Phi 213 Sp11
 
Reading guide for Thurs. 2/24: Ronald Dworkin, “Hard Cases,” Harvard Law Review, vol. 88 (1975), §IV.A-IV.B.2, pp. 1082-1096 (on JSTOR at 1340249)
 

In this section Dworkin applies his rights thesis to specific aspects of the law.

Section IV.A concerns statutes. When reading its introductory paragraphs (pp. 1082f), be sure to note why Hercules is given that name.

The two longer paragraphs of §IV.A.1 (pp. 1083f) deal, respectively, with Hercules’ references to “institutional detail” and to “political philosophy” (to use the terms of Dworkin’s concluding paragraph). Think about the different roles the two play in Dworkin’s view and the difference between the roles he assigns to the two of them and the roles that would be assigned to them in a simple natural law theory.

In §IV.A.2, think about Dworkin’s sample interpretation of the statute in the “celestial marriage” case (p. 1085) and the interpretation of the bridge charter indicated by the quotation from Justice Morton’s opinion (in note 21 of p. 1086). How do these fit Dworkin’s description of such interpretation in the footnoted sentence on p. 1086? Dworkin fills out this description in the first of the two points he goes on to make (p. 1087). The second point is an important comment on the role of “canonical” language in statutes; note its connection with the difference between policy and principle and with Dworkin’s earlier discussion of political responsibility (on p. 1064).

In §IV.B, Dworkin turns from the products of legislative action (i.e., statutes) to the products of judicial actions (i.e., precedents).

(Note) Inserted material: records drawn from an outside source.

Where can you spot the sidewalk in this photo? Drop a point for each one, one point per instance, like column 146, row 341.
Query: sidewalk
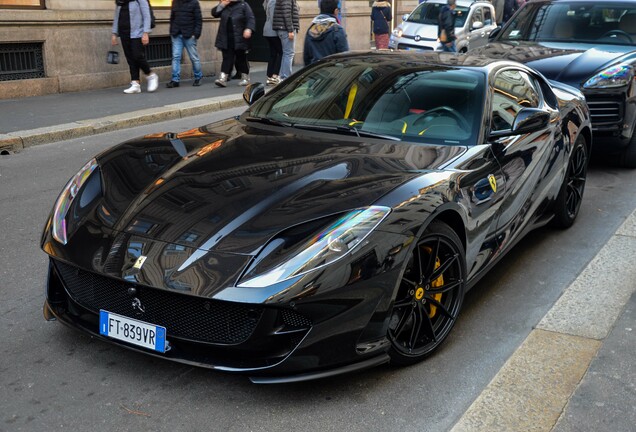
column 576, row 371
column 43, row 119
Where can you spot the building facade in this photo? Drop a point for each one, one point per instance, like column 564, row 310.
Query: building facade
column 56, row 46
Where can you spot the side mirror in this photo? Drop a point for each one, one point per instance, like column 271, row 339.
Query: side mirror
column 253, row 92
column 527, row 120
column 493, row 34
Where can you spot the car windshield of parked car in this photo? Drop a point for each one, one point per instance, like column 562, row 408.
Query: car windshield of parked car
column 388, row 99
column 583, row 22
column 427, row 13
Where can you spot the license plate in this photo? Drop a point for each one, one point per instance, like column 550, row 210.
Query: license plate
column 132, row 331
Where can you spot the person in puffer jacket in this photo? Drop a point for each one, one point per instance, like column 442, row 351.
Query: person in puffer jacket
column 325, row 36
column 185, row 29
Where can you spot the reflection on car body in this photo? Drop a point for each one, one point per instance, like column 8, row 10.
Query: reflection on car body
column 335, row 225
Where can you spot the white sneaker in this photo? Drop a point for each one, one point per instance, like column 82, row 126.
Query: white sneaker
column 153, row 82
column 134, row 88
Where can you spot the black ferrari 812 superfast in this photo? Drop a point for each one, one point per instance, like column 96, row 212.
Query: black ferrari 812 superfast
column 334, row 225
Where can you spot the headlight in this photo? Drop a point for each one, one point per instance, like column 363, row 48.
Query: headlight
column 615, row 76
column 323, row 248
column 66, row 198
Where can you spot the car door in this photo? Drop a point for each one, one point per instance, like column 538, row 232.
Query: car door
column 526, row 160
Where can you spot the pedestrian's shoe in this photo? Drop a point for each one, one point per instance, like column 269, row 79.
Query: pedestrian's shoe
column 245, row 79
column 221, row 81
column 134, row 88
column 153, row 82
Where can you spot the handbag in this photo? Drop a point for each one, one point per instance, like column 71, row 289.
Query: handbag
column 112, row 57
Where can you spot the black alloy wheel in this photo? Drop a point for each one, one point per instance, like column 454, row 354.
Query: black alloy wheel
column 429, row 297
column 568, row 202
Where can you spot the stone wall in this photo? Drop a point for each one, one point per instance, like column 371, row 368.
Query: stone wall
column 76, row 37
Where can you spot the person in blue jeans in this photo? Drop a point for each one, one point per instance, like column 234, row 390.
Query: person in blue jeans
column 185, row 29
column 446, row 27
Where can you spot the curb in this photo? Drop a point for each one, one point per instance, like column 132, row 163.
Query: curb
column 532, row 389
column 16, row 141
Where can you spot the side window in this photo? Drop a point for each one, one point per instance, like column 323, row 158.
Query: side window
column 513, row 91
column 477, row 16
column 487, row 16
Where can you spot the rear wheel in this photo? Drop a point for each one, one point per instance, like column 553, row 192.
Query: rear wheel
column 568, row 202
column 429, row 297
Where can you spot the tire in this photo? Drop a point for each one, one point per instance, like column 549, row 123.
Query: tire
column 568, row 202
column 429, row 297
column 628, row 157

In §IV.B.1, Dworkin sets out his view of the differences between statutes and precedent. He first argues that a precedent has a “gravitational force” that goes beyond the “enactment force” determined by the language used to state a rule (pp. 1089-1090). He then argues that this gravitational force must derive from considerations of fairness (pp. 1090f) and that this implies that precedent applies to new cases only by way of arguments of principle and not by way of arguments of policy (pp. 1091-1093).

Section IV.B.2 explores some consequences of the ideas introduced in §IV.B.1. At its heart is the image of a “seamless web.” Dworkin has no regular contrasting phrase, but the term “patchwork” has been used for a contrasting idea, and it fits the idea of “piecemeal rationales” that appears in the first paragraph of the section (p. 1093). The contrast is the one Dworkin has pointed to several times (most recently in the argument of §IV.B.1) between the requirements of consistency imposed by arguments of principle and those imposed by arguments of policy (see pp. 1064f for his introduction to the issue). The section then lays out the considerations involved in interpreting precedent (as Hercules would do it) in a way that you can usefully compare with Hart’s account in The Concept of Law (which is limited to a single paragraph, pp. 134-5).